Короче, об этом я и написал сочинение Стрэдлейтеру. О старой бейсбольной перчатке Элли. Она была у меня с собой, в чемодане, так что я достал ее и переписал с нее стихи. Все, что от меня требовалось, это заменить имя Элли, чтобы никто не догадался, что это мой брат, а не Стрэдлейтера. Не скажу, что я был без ума от этой идеи, но я не смог найти ничего более наглядного. К тому же, мне как бы понравилось писать об этом. Мне понадобилось около часа, потому что пришлось писать на паршивой машинке Стрэдлейтера, которая все время заедала. А почему я не мог сделать это на своей, потому что одолжил ее одному парню в конце коридора.
Было наверно где-то десять-тридцать, когда я закончил.
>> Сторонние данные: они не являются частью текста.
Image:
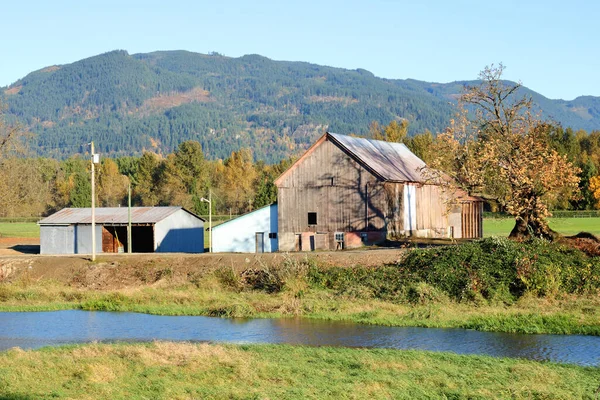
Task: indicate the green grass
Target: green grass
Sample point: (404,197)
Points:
(566,226)
(164,370)
(19,229)
(567,315)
Но я не устал, так что какое-то время стоял и смотрел в окно. Снег уже не падал, но периодически слышалось, как какая-то машина никак не заведется. И долетал храп старика Экли. Прямо через чертовы душевые занавески долетал. У него был гайморит, и он не мог нормально дышать во сне. У этого парня чего только не было. Гайморит, прыщи, паршивые зубы, вонь изо рта, захезанные ногти. Волей-неволей пожалеешь придурочного сукина сына.
Какие-то вещи я никак не вспомню. Я все думаю о том, как Стрэдлейтер вернулся со свидания с Джейн. То есть, я не помню, чем именно был занят, когда услышал, как его чертовы дурацкие шаги приближаются по коридору. Наверно я смотрел в окно, но ей-богу, не помню. Я чертовски разволновался, в этом дело. Когда я всерьез о чем-то волнуюсь, я уже не валяю дурака. Даже в туалет хочется, когда волнуюсь о чем-то. Только я не иду. Слишком волнуюсь. Не хочу перебивать волнение. Знали бы вы Стрэдлейтера, тоже волновались бы. Пару раз я ходил с этим козлом на двойные свидания, и знаю, о чем говорю. Он бессовестный. Правда.
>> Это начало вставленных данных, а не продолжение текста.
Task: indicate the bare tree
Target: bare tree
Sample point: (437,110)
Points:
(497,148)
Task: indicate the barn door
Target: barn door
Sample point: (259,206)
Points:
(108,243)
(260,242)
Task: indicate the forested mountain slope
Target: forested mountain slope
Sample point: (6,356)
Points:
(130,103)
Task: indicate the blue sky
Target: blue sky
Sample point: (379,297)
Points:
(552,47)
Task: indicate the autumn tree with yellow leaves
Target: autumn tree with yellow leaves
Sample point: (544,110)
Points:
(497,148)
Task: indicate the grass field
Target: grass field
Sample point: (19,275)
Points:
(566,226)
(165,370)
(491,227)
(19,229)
Короче, коридор был весь в линолеуме и все такое, и слышно было, как его чертовы шаги приближаются. Я даже не помню, где сидел, когда он вошел – у окна, в своем кресле или в его. Ей-богу, не помню. Он вошел и стал ворчать, какой на улице холод. Затем сказал:
– Где, блин, все? Тут как в чертовом морге.
Я ему даже не ответил. Если он был настолько, блин, тупым, что не сознавал, что сейчас субботний вечер, и все ушли или спят или дома на выходных, я не собирался лезть из кожи вон, чтобы объяснять это ему. Он стал снимать одежду. И ни слова, блин, про Джейн. Ни словечка. И я молчал. Просто смотрел на него. Он только и сказал, что спасибо за то, что я одолжил ему гусиную лапку. Повесил на плечики и убрал в шкаф.
Затем, когда он снимал галстук, он спросил меня, написал ли я за него чертово сочинение. Я сказал ему, оно на его чертовой кровати. Он подошел и стал читать его, расстегивая рубашку. Он стоял там, читая его, и как бы поглаживал голую грудь и живот, с таким дико дурацким выражением лица. Он вечно поглаживал себе живот или грудь. Он был без ума от себя.
Вдруг он сказал:
– Бога в душу, Холден. Это же про чертову бейсбольную рукавицу.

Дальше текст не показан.